I have downloaded the various required packages and dependencies
marked 'Dev' on that page.
What is unclear from any installation instructions I
have been able to find is where and how to install these
packages into mingw.
Do I simply decompress the archives in the mingw directory
hierarchy so that the files end up in the respective directories there?
*or*
Do I need to make separate hierarchies for each of the zip files
and point GCC at the 'lib' and 'header' directories using '-L -l'
and '-I -i' flags respectively?
I've used GTK and glib with mingw for many years now, and I've always
put mingw in c:\mingw and all the gtk stuff in c:\gtk.
This works perfectly, and I usually also add some simple unix-ish tools
such that I can mimic a unix system at a "dos" prompt.
To make all include and linking simple I usually have a makefile that
contains these lines:
INCLUDE = -I/C/GTK/include $(shell pkg-config --cflags gtk+-2.0)
LIBS = $(shell pkg-config --libs gtk+-2.0)
... or somthing similar depending on what I need.
I would not recommend to put GTK and MinGW in the same directories!
-Øystein
Thanks,
That's perfectly what I needed to know.
I am using the 'wascana' build of eclipse IDE, which has
mingw included in the package.
Do you have any opinions regarding using this?

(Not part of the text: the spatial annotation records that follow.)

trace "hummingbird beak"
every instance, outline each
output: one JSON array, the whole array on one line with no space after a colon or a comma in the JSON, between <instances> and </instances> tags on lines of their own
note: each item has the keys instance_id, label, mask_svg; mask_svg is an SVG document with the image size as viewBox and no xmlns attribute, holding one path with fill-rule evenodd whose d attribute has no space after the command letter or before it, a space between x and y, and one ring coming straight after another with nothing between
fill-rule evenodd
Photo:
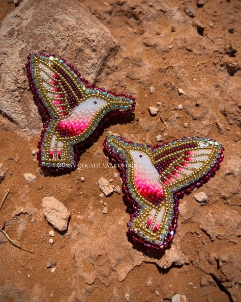
<instances>
[{"instance_id":1,"label":"hummingbird beak","mask_svg":"<svg viewBox=\"0 0 241 302\"><path fill-rule=\"evenodd\" d=\"M134 111L136 106L135 99L131 95L125 94L125 96L114 96L106 93L108 105L111 110L118 110L120 112Z\"/></svg>"},{"instance_id":2,"label":"hummingbird beak","mask_svg":"<svg viewBox=\"0 0 241 302\"><path fill-rule=\"evenodd\" d=\"M114 157L119 157L122 160L125 159L126 144L128 144L120 136L111 135L109 135L103 143L104 147L108 153Z\"/></svg>"}]
</instances>

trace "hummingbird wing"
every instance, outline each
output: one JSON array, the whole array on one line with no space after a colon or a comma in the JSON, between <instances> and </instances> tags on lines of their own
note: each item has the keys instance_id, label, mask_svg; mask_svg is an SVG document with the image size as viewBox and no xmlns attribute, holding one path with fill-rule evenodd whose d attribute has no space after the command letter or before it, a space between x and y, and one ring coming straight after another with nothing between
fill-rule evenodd
<instances>
[{"instance_id":1,"label":"hummingbird wing","mask_svg":"<svg viewBox=\"0 0 241 302\"><path fill-rule=\"evenodd\" d=\"M52 118L63 118L82 100L87 82L55 55L31 54L26 64L31 88Z\"/></svg>"}]
</instances>

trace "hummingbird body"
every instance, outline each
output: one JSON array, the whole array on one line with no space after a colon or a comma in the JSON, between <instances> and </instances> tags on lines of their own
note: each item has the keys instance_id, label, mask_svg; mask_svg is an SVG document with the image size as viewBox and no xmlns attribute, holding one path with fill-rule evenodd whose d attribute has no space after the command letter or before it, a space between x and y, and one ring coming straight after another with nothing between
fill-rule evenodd
<instances>
[{"instance_id":1,"label":"hummingbird body","mask_svg":"<svg viewBox=\"0 0 241 302\"><path fill-rule=\"evenodd\" d=\"M161 249L173 238L178 197L209 179L224 150L216 141L201 137L153 147L109 135L104 146L121 163L124 190L134 205L129 232L135 241Z\"/></svg>"},{"instance_id":2,"label":"hummingbird body","mask_svg":"<svg viewBox=\"0 0 241 302\"><path fill-rule=\"evenodd\" d=\"M47 118L38 146L42 167L55 171L74 167L78 155L74 146L91 137L107 113L135 109L131 95L89 85L55 55L31 54L26 66L32 92Z\"/></svg>"}]
</instances>

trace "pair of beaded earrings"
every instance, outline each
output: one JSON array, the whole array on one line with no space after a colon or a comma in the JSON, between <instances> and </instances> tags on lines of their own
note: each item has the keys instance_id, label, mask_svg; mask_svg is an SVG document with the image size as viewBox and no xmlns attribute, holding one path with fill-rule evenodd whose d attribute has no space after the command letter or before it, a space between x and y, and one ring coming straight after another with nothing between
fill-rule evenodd
<instances>
[{"instance_id":1,"label":"pair of beaded earrings","mask_svg":"<svg viewBox=\"0 0 241 302\"><path fill-rule=\"evenodd\" d=\"M74 167L80 147L97 135L104 117L135 110L133 96L89 85L55 55L31 54L26 68L46 119L38 145L42 167L56 172ZM188 137L152 146L115 135L103 145L121 164L123 190L133 205L129 233L136 242L164 249L177 225L178 198L209 180L223 160L223 146Z\"/></svg>"}]
</instances>

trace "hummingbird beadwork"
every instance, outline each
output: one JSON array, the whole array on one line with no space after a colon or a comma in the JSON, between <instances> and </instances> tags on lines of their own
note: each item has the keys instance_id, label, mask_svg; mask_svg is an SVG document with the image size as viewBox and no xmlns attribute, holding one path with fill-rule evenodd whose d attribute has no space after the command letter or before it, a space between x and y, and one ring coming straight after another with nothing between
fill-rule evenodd
<instances>
[{"instance_id":1,"label":"hummingbird beadwork","mask_svg":"<svg viewBox=\"0 0 241 302\"><path fill-rule=\"evenodd\" d=\"M74 167L76 146L96 133L106 115L135 109L131 95L89 85L55 55L31 54L26 66L31 91L47 118L38 146L42 167L56 171Z\"/></svg>"},{"instance_id":2,"label":"hummingbird beadwork","mask_svg":"<svg viewBox=\"0 0 241 302\"><path fill-rule=\"evenodd\" d=\"M103 144L120 164L124 191L134 205L129 233L139 243L164 249L177 226L178 198L209 180L223 160L223 146L186 137L152 146L114 135Z\"/></svg>"}]
</instances>

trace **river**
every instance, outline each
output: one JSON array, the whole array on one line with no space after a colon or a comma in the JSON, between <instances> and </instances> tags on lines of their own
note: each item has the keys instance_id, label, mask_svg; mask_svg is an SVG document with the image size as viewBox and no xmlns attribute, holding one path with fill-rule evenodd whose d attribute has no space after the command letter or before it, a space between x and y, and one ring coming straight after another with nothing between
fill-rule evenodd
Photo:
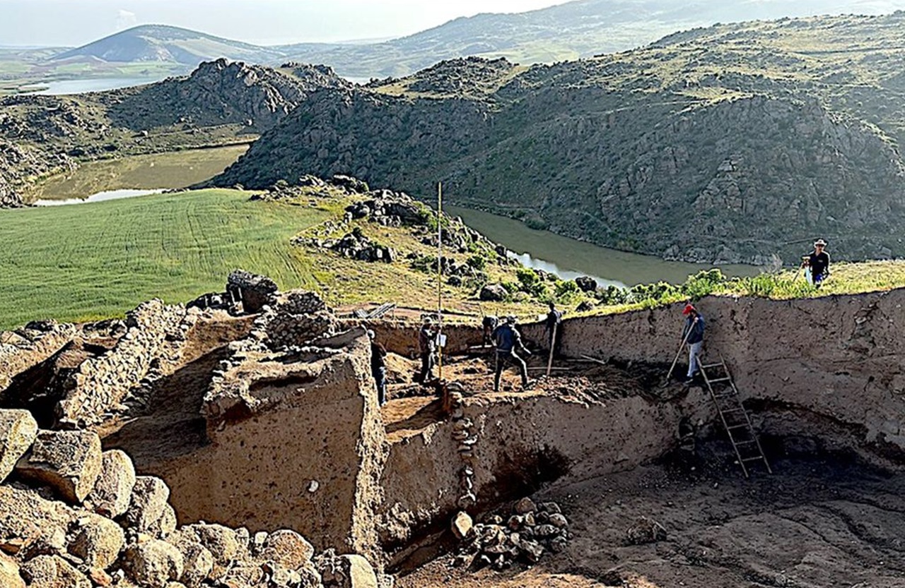
<instances>
[{"instance_id":1,"label":"river","mask_svg":"<svg viewBox=\"0 0 905 588\"><path fill-rule=\"evenodd\" d=\"M239 145L93 162L67 176L50 179L31 197L42 205L71 204L181 188L216 175L246 149L246 145ZM690 275L711 267L608 249L529 229L519 220L480 210L456 206L444 210L505 246L523 265L564 279L589 275L601 285L620 287L660 281L679 284ZM728 275L753 275L759 271L751 266L720 266L719 269Z\"/></svg>"},{"instance_id":2,"label":"river","mask_svg":"<svg viewBox=\"0 0 905 588\"><path fill-rule=\"evenodd\" d=\"M445 206L444 211L462 217L491 240L504 245L523 265L552 272L564 279L589 275L603 285L631 286L669 282L681 284L713 266L665 261L653 256L602 247L546 230L529 229L523 222L490 212ZM755 275L754 266L719 266L727 275Z\"/></svg>"}]
</instances>

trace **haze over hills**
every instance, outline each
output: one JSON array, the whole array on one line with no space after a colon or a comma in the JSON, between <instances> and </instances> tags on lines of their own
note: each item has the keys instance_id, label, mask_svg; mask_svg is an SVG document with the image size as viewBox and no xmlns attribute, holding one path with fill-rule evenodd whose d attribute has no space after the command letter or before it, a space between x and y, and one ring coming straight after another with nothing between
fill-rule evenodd
<instances>
[{"instance_id":1,"label":"haze over hills","mask_svg":"<svg viewBox=\"0 0 905 588\"><path fill-rule=\"evenodd\" d=\"M530 64L624 51L679 30L814 14L876 13L905 3L862 0L576 0L519 14L458 18L382 42L297 43L263 47L163 24L146 24L52 55L0 60L0 80L74 77L162 79L224 57L279 65L324 63L339 75L367 79L405 76L442 60L472 55Z\"/></svg>"},{"instance_id":2,"label":"haze over hills","mask_svg":"<svg viewBox=\"0 0 905 588\"><path fill-rule=\"evenodd\" d=\"M905 13L727 24L529 69L476 58L320 91L216 179L302 173L688 261L905 254Z\"/></svg>"}]
</instances>

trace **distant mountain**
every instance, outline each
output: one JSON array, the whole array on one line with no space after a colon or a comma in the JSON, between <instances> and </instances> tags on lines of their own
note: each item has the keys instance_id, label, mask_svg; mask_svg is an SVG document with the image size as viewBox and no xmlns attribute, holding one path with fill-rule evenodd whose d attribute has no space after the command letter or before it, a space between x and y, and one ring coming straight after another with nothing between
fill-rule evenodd
<instances>
[{"instance_id":1,"label":"distant mountain","mask_svg":"<svg viewBox=\"0 0 905 588\"><path fill-rule=\"evenodd\" d=\"M457 18L408 37L357 46L282 47L295 61L353 78L399 77L442 60L505 57L522 64L634 49L715 23L812 14L878 14L905 2L864 0L577 0L526 13Z\"/></svg>"},{"instance_id":2,"label":"distant mountain","mask_svg":"<svg viewBox=\"0 0 905 588\"><path fill-rule=\"evenodd\" d=\"M905 256L905 13L724 24L516 67L479 58L322 89L217 185L305 173L668 258Z\"/></svg>"},{"instance_id":3,"label":"distant mountain","mask_svg":"<svg viewBox=\"0 0 905 588\"><path fill-rule=\"evenodd\" d=\"M278 50L214 37L197 31L146 24L58 53L52 61L73 59L114 62L163 61L195 68L224 57L250 63L271 63L284 57Z\"/></svg>"}]
</instances>

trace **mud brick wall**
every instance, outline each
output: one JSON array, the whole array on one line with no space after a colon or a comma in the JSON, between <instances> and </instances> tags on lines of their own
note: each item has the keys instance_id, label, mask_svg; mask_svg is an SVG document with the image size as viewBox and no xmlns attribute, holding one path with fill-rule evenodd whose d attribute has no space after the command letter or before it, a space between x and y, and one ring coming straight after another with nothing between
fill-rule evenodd
<instances>
[{"instance_id":1,"label":"mud brick wall","mask_svg":"<svg viewBox=\"0 0 905 588\"><path fill-rule=\"evenodd\" d=\"M385 432L365 332L341 337L297 362L253 349L224 362L203 406L211 444L151 466L180 519L293 528L318 549L377 555Z\"/></svg>"},{"instance_id":2,"label":"mud brick wall","mask_svg":"<svg viewBox=\"0 0 905 588\"><path fill-rule=\"evenodd\" d=\"M765 409L763 431L832 431L863 458L891 465L885 458L905 457L905 289L783 301L709 296L697 306L707 325L705 363L725 358L742 397ZM681 308L567 320L562 350L668 366ZM524 332L542 341L542 325ZM687 369L685 352L679 363Z\"/></svg>"},{"instance_id":3,"label":"mud brick wall","mask_svg":"<svg viewBox=\"0 0 905 588\"><path fill-rule=\"evenodd\" d=\"M51 321L41 327L0 331L0 394L14 378L59 351L78 331L74 325Z\"/></svg>"},{"instance_id":4,"label":"mud brick wall","mask_svg":"<svg viewBox=\"0 0 905 588\"><path fill-rule=\"evenodd\" d=\"M160 357L167 339L185 339L186 309L160 300L143 303L126 317L127 331L107 353L88 359L70 377L57 406L61 424L89 426L115 410Z\"/></svg>"}]
</instances>

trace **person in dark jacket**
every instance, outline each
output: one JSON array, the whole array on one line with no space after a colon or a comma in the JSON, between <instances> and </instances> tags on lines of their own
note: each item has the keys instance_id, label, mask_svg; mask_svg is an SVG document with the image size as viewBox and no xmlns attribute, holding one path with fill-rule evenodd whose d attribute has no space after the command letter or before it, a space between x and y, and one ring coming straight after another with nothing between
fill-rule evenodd
<instances>
[{"instance_id":1,"label":"person in dark jacket","mask_svg":"<svg viewBox=\"0 0 905 588\"><path fill-rule=\"evenodd\" d=\"M522 387L528 387L528 366L525 360L516 354L516 348L521 350L528 355L531 352L525 349L521 342L521 335L515 329L515 317L508 316L501 325L493 330L493 341L497 346L496 352L496 371L493 374L493 391L500 391L500 378L502 376L503 368L506 364L514 364L519 368L521 375Z\"/></svg>"},{"instance_id":2,"label":"person in dark jacket","mask_svg":"<svg viewBox=\"0 0 905 588\"><path fill-rule=\"evenodd\" d=\"M488 314L484 317L484 320L481 321L481 324L484 328L484 337L481 344L484 347L488 347L493 342L493 331L500 324L500 319L492 314Z\"/></svg>"},{"instance_id":3,"label":"person in dark jacket","mask_svg":"<svg viewBox=\"0 0 905 588\"><path fill-rule=\"evenodd\" d=\"M818 288L830 275L830 254L825 247L826 241L818 238L814 243L814 251L802 258L802 266L811 268L811 281Z\"/></svg>"},{"instance_id":4,"label":"person in dark jacket","mask_svg":"<svg viewBox=\"0 0 905 588\"><path fill-rule=\"evenodd\" d=\"M377 404L383 406L386 403L386 348L376 341L370 329L367 338L371 340L371 376L377 388Z\"/></svg>"},{"instance_id":5,"label":"person in dark jacket","mask_svg":"<svg viewBox=\"0 0 905 588\"><path fill-rule=\"evenodd\" d=\"M550 312L547 313L544 326L547 329L547 349L553 351L553 355L559 355L559 342L563 338L563 313L557 310L554 303L549 303Z\"/></svg>"},{"instance_id":6,"label":"person in dark jacket","mask_svg":"<svg viewBox=\"0 0 905 588\"><path fill-rule=\"evenodd\" d=\"M685 381L691 383L700 369L698 357L700 355L700 348L704 345L704 317L692 304L686 304L681 313L685 315L681 339L688 345L688 376Z\"/></svg>"},{"instance_id":7,"label":"person in dark jacket","mask_svg":"<svg viewBox=\"0 0 905 588\"><path fill-rule=\"evenodd\" d=\"M421 373L419 379L425 385L433 379L433 353L436 350L436 332L430 317L424 318L418 331L418 349L421 351Z\"/></svg>"}]
</instances>

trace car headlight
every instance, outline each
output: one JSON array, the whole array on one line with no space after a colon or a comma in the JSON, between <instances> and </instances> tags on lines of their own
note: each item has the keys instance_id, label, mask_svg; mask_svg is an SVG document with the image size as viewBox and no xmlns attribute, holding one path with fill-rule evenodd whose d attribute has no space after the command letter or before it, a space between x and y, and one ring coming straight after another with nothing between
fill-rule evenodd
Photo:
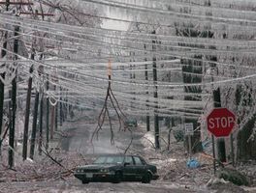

My first sense was to avoid it, but I prefer the IDE
and it saves me some work.
One other question I have is regarding packaging of
the final application along with the GTK runtime
for windows.
How problematic are the version differences
in runtime DLLs? Will making an installer that includes
GTK runtime of a different version break GTK software that
people have previously installed? Does it matter?
I don't want to break everyone's Gimp.